Thomas Piketty ha pubblicato un nuovo libro: lo ha presentato via Zoom – come oggi purtroppo bisogna fare – si chiama Capitale e ideologia e su Open compare la trascrizione dell’intervista. La tesi di fondo è che si debba avere un’opinione sull’economia per essere cittadini responsabili e cambiare le cose. Da qui è nata una discussione che ha toccato vari temi, a cominciare ovviamente da una riforma del sistema economico: possibile per Piketty, a patto che la generazione degli anni Ottanta inizi a parlare e mettere in atto il progresso. “Le generazioni precedenti sono state talmente traumatizzate dal crollo dell’Unione Sovietica che hanno smesso di pensare a delle alternative” ha detto, criticando anche il Trattato di Maastricht che lui pure – all’epoca ventunenne – ha votato. “Eravamo molto arrabbiati con il comunismo e credevamo che il mercato, la competizione, il merito avrebbero funzionato”. Poi ci si è spinti troppo oltre ha detto, e ora quel trattato è verosimilmente un errore.



THOMAS PIKETTY SU CORONAVIRUS E GEORGE FLOYD

Naturalmente c’è stato il tempo di parlare della pandemia da Coronavirus, che per Piketty non può ancora essere considerata come una fine della prima fase di globalizzazione perché ne inizi un altro: il paragone è con la crisi del 2008 che non ha portato ad una trasformazione, oggi c’è entusiasmo per il Recovery Fund ma il risultato potrebbe essere lo stesso. In più, la pandemia è stata casuale e questo non va bene agli esseri umani: “non amano il caso, vogliono dare un significato a tutto. L’ideologia serve a questo e io conservo una certa simpatia per l’argomento: non condanno una società che non vuole risposte”. Poi una battuta sul tema George Floyd, che oggi è di grande attualità: secondo l’autore questi casi succedono in America perché “non esistono un reddito di base, una rete di sicurezza e un sistema sanitario pubblico”. Non è tanto una questione di razzismo quanto di mescolanza con il tema sociale: entrambi gli schieramenti, dice Piketty, sono sempre stati caratterizzati da una diffidenza verso il welfare state di cui gli afroamericani avrebbero certamente beneficiato.



“A volte ci piace vedere gli Usa come il regno delle disuguaglianze ma è stato anche l’opposto” ha poi detto l’autore.
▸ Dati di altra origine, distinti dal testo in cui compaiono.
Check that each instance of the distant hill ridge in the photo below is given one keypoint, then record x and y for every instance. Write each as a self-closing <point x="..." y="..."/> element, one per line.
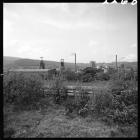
<point x="16" y="62"/>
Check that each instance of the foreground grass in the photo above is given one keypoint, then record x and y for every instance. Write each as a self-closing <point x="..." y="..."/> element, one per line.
<point x="52" y="122"/>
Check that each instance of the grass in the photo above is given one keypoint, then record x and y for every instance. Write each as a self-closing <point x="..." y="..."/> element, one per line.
<point x="52" y="122"/>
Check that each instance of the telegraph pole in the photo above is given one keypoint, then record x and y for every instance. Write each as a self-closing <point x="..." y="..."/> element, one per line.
<point x="75" y="62"/>
<point x="117" y="67"/>
<point x="116" y="63"/>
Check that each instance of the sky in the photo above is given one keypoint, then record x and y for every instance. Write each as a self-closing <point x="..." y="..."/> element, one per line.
<point x="94" y="31"/>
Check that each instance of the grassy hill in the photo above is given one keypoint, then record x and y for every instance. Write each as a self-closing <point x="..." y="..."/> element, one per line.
<point x="16" y="62"/>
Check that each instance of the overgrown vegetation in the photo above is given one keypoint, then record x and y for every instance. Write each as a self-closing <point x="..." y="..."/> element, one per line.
<point x="118" y="104"/>
<point x="22" y="90"/>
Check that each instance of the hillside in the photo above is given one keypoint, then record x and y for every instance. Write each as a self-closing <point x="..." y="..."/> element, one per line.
<point x="15" y="62"/>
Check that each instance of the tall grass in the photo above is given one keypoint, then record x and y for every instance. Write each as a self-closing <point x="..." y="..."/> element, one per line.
<point x="22" y="90"/>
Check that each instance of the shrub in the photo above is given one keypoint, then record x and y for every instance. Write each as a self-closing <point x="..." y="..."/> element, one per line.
<point x="22" y="90"/>
<point x="102" y="76"/>
<point x="100" y="101"/>
<point x="77" y="102"/>
<point x="60" y="93"/>
<point x="124" y="103"/>
<point x="87" y="78"/>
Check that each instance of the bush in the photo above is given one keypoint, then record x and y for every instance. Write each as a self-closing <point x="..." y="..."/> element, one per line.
<point x="22" y="90"/>
<point x="102" y="76"/>
<point x="87" y="78"/>
<point x="124" y="103"/>
<point x="100" y="101"/>
<point x="59" y="90"/>
<point x="77" y="103"/>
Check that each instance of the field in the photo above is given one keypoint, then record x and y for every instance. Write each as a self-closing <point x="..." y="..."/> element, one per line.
<point x="27" y="115"/>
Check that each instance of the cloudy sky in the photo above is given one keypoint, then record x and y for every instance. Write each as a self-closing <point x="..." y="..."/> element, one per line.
<point x="96" y="32"/>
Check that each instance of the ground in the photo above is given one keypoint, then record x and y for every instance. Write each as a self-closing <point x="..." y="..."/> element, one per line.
<point x="51" y="121"/>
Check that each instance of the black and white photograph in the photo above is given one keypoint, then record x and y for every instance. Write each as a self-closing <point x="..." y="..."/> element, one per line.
<point x="70" y="70"/>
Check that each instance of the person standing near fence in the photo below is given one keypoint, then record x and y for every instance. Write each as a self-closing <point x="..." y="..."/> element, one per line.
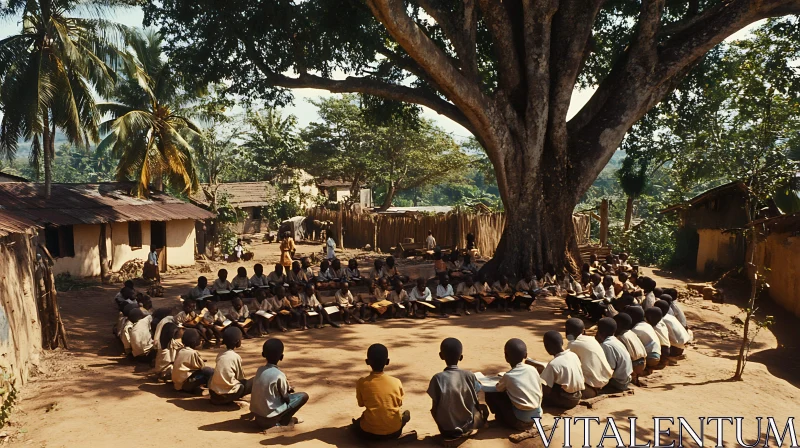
<point x="430" y="242"/>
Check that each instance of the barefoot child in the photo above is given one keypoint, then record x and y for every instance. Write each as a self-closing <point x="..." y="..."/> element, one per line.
<point x="595" y="368"/>
<point x="562" y="376"/>
<point x="228" y="383"/>
<point x="517" y="398"/>
<point x="189" y="371"/>
<point x="454" y="392"/>
<point x="382" y="396"/>
<point x="170" y="343"/>
<point x="273" y="401"/>
<point x="617" y="355"/>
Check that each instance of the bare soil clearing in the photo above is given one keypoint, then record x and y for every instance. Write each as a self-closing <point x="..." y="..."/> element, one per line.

Che ha ricordato il caso della Svezia – già citata in precedenza per l’altissima mortalità da Coronavirus – che, celebrata come paladina dello stato sociale, oggi si dimostra “molto egoista verso la solidarietà europea”. Tanto che in Polonia i nazionalisti hanno dimostrato di avere un apertura maggiore. “Ogni Paese è più di un’unica storia” la conclusione di Thomas Piketty, e anche per questo motivo forse l’Unione Europea per come è concepita adesso, come lui stesso ha detto, avrebbe bisogno di qualche profonda modifica.